Abstract:Shift-invariant spaces (SISs) on the real line provide a natural framework for representing, analyzing and processing signals with inherent shift-invariant structure. In this paper, we extend this framework to the finite undirected graph setting by introducing the concept of graph shift-invariant spaces (GSISs). We examine several properties of GSISs, including their characterization via range functions and fiber functions in the Fourier domain, their connections to shift-invariant filters and polynomial filters, the frame and Riesz basis structures of finitely generated GSISs, and their intricate relationships with bandlimited spaces, finitely generated GSISs, and graph reproducing kernel Hilbert spaces with shift-invariant reproducing kernels (SIGRKHSs).
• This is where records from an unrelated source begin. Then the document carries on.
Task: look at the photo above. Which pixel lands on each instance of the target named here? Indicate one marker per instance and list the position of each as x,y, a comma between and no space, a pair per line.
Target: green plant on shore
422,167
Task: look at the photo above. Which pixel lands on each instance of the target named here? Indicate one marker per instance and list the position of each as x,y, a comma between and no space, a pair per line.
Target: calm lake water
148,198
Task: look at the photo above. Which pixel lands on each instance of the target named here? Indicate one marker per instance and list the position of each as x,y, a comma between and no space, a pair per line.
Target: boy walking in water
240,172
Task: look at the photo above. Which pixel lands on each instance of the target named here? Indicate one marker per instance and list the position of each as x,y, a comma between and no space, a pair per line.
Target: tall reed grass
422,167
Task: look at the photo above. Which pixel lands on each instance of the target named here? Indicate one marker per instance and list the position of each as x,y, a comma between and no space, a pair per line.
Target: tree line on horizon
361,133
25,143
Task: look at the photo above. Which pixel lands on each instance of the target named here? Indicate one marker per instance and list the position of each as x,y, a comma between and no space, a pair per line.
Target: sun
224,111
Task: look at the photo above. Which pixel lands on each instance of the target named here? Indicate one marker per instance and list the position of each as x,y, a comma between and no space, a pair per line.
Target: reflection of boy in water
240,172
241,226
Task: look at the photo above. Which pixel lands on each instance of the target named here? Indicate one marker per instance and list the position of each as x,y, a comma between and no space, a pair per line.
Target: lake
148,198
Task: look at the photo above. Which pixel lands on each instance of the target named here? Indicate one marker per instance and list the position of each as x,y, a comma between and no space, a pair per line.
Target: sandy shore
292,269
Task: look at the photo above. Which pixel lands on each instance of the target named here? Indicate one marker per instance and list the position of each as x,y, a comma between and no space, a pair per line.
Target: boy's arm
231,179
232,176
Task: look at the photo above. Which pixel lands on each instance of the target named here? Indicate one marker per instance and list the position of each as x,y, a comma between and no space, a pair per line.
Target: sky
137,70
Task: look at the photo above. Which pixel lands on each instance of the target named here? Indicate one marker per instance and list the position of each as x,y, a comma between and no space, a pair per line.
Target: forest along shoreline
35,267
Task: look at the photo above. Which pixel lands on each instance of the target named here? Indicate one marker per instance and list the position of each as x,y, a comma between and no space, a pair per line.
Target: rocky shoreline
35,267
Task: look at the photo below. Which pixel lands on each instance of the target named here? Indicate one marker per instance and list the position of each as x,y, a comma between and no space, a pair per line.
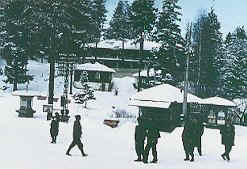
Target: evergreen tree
142,19
235,71
168,34
206,40
99,18
15,42
119,28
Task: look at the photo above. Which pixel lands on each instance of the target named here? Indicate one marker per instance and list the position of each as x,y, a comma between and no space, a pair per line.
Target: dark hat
77,116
Our analysis reveals several distinctions between SISs on the line and GSISs, such as the shift-invariance of the frame operator, the existence of shift-invariant dual frames, the emergence of fractional shift-invariance, and the interrelationships among GSISs, finitely generated GSISs, SIGRKHSs and bandlimited spaces. In this paper, we also introduce a spectral decomposition of the identity associated with graph shifts and propose a novel definition of the graph Fourier transform (GFT) of spectral type, together with explicit formulations for the GFTs on complete graphs and circulant graphs. In addition, we establish a clear connection between polynomial filters and shift-invariant filters, and we derive a graph uncertainty principle governing the essential supports of a nonzero graph signal and its GFT.